Background information
- Born: Xavier Landum May 12, 1998 (age 28) Dallas, Texas, US
- Genres: Hip-hop; Southern hip-hop; trap; country rap;
- Occupations: Rapper; songwriter; record producer;
- Years active: 2019–present
- Label: UnitedMasters
- Publisher: Sony Music Publishing

Signature

= BigXthaPlug =

American rapper (born 1998)

Xavier Landum (born May 12, 1998), better known by his stage name BigXthaPlug, is an American rapper, songwriter, and record producer. Signed to UnitedMasters of Brooklyn, New York City, he first rose to prominence for songs including "Texas" and "Mmhmm".

== Early life ==
Xavier Landum was born on May 12, 1998, in Dallas, Texas, and grew up in a challenging environment, the son of street-dwellers. He recalls an early childhood marked by extremes. At age four or five, Landum witnessed his mother, whom he describes as a "gangsta", shoot at a would-be thief during an attempted robbery. While his mother was his best friend, his father took on the role of disciplinarian. Both parents introduced him to a variety of music, from the Isley Brothers and UGK to Drake and Lil Wayne, influencing his eclectic taste.
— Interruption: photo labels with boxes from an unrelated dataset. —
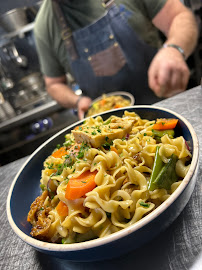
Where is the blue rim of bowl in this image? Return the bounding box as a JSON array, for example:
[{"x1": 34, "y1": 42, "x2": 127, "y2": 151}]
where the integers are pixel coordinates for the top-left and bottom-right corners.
[
  {"x1": 6, "y1": 105, "x2": 199, "y2": 252},
  {"x1": 92, "y1": 91, "x2": 135, "y2": 106}
]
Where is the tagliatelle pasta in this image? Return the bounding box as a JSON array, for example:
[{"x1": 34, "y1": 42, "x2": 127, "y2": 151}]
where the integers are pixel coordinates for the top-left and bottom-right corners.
[{"x1": 27, "y1": 111, "x2": 191, "y2": 244}]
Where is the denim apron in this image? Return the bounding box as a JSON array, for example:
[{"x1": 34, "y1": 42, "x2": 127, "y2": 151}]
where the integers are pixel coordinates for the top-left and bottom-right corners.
[{"x1": 53, "y1": 1, "x2": 161, "y2": 104}]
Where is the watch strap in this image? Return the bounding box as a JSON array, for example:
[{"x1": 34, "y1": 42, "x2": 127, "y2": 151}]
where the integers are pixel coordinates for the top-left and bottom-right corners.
[{"x1": 163, "y1": 43, "x2": 186, "y2": 60}]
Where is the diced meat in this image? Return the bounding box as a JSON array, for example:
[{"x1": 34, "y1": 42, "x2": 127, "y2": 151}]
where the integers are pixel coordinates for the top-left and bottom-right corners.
[{"x1": 27, "y1": 190, "x2": 52, "y2": 240}]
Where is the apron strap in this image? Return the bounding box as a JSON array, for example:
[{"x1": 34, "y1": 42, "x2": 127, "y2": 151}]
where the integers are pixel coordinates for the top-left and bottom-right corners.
[
  {"x1": 102, "y1": 0, "x2": 114, "y2": 9},
  {"x1": 52, "y1": 0, "x2": 78, "y2": 60}
]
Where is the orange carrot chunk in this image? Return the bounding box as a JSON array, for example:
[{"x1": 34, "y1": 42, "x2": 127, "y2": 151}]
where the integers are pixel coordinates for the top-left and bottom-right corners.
[
  {"x1": 56, "y1": 201, "x2": 68, "y2": 217},
  {"x1": 65, "y1": 171, "x2": 97, "y2": 200},
  {"x1": 100, "y1": 99, "x2": 106, "y2": 106},
  {"x1": 153, "y1": 118, "x2": 178, "y2": 130},
  {"x1": 52, "y1": 146, "x2": 68, "y2": 158},
  {"x1": 114, "y1": 104, "x2": 123, "y2": 109}
]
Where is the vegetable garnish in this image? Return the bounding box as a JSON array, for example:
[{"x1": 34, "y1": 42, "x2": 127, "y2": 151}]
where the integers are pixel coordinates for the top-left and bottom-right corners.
[
  {"x1": 148, "y1": 146, "x2": 164, "y2": 190},
  {"x1": 148, "y1": 147, "x2": 178, "y2": 191},
  {"x1": 152, "y1": 129, "x2": 175, "y2": 141},
  {"x1": 65, "y1": 171, "x2": 97, "y2": 200},
  {"x1": 153, "y1": 118, "x2": 178, "y2": 130},
  {"x1": 56, "y1": 201, "x2": 68, "y2": 217},
  {"x1": 52, "y1": 146, "x2": 69, "y2": 158}
]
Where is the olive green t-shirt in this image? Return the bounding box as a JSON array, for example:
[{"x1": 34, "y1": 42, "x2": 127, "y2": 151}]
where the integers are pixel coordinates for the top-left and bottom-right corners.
[{"x1": 34, "y1": 0, "x2": 167, "y2": 77}]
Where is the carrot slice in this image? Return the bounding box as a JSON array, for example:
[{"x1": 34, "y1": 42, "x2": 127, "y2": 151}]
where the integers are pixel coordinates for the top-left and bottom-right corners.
[
  {"x1": 153, "y1": 118, "x2": 178, "y2": 130},
  {"x1": 52, "y1": 146, "x2": 68, "y2": 158},
  {"x1": 114, "y1": 104, "x2": 122, "y2": 109},
  {"x1": 65, "y1": 171, "x2": 97, "y2": 200},
  {"x1": 56, "y1": 201, "x2": 68, "y2": 217},
  {"x1": 110, "y1": 146, "x2": 119, "y2": 155},
  {"x1": 100, "y1": 99, "x2": 106, "y2": 106}
]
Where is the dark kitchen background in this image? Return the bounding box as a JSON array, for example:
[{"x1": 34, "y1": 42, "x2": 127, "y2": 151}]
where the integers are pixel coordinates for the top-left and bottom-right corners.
[{"x1": 0, "y1": 0, "x2": 202, "y2": 166}]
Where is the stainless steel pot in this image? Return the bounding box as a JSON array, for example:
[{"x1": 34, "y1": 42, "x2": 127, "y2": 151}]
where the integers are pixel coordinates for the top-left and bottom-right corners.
[
  {"x1": 0, "y1": 7, "x2": 28, "y2": 32},
  {"x1": 19, "y1": 72, "x2": 44, "y2": 89}
]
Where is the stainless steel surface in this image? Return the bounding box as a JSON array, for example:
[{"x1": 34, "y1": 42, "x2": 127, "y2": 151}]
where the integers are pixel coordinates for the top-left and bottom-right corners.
[
  {"x1": 0, "y1": 92, "x2": 16, "y2": 122},
  {"x1": 0, "y1": 8, "x2": 28, "y2": 32},
  {"x1": 0, "y1": 86, "x2": 202, "y2": 270},
  {"x1": 0, "y1": 58, "x2": 14, "y2": 90},
  {"x1": 0, "y1": 100, "x2": 61, "y2": 132},
  {"x1": 6, "y1": 43, "x2": 28, "y2": 67},
  {"x1": 18, "y1": 72, "x2": 44, "y2": 88}
]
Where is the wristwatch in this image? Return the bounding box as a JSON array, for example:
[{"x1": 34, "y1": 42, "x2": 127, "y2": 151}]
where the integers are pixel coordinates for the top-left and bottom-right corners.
[{"x1": 162, "y1": 43, "x2": 186, "y2": 60}]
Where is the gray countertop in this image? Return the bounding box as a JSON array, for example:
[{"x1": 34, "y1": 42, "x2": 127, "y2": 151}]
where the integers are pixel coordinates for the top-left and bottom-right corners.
[{"x1": 0, "y1": 86, "x2": 202, "y2": 270}]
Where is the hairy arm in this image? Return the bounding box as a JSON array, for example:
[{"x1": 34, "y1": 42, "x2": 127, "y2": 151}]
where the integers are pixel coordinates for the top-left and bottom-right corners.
[{"x1": 148, "y1": 0, "x2": 198, "y2": 97}]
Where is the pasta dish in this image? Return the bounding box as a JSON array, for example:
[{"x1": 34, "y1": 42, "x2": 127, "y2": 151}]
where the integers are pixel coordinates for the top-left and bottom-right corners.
[
  {"x1": 87, "y1": 94, "x2": 130, "y2": 116},
  {"x1": 27, "y1": 111, "x2": 192, "y2": 244}
]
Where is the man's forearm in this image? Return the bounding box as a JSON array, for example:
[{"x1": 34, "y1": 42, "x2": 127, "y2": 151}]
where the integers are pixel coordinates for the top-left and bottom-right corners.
[
  {"x1": 166, "y1": 10, "x2": 198, "y2": 58},
  {"x1": 46, "y1": 83, "x2": 78, "y2": 108}
]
Landum struggled in school from a young age, frequently skipping classes and getting into fights. By age nine, he moved to Commerce, Texas to live with his father. Football became an outlet for his aggression, and his skills on the field eventually earned him attention from Division 1 scouts. In 2016, after graduating from Ferris High School in Ferris, Texas, he enrolled at Crown College in Laketown Township, Minnesota.

Landum began selling marijuana to students at college which led to police discovering marijuana in his dormitory room. He was given a ticket and expelled from the school, ending his collegiate football ambitions.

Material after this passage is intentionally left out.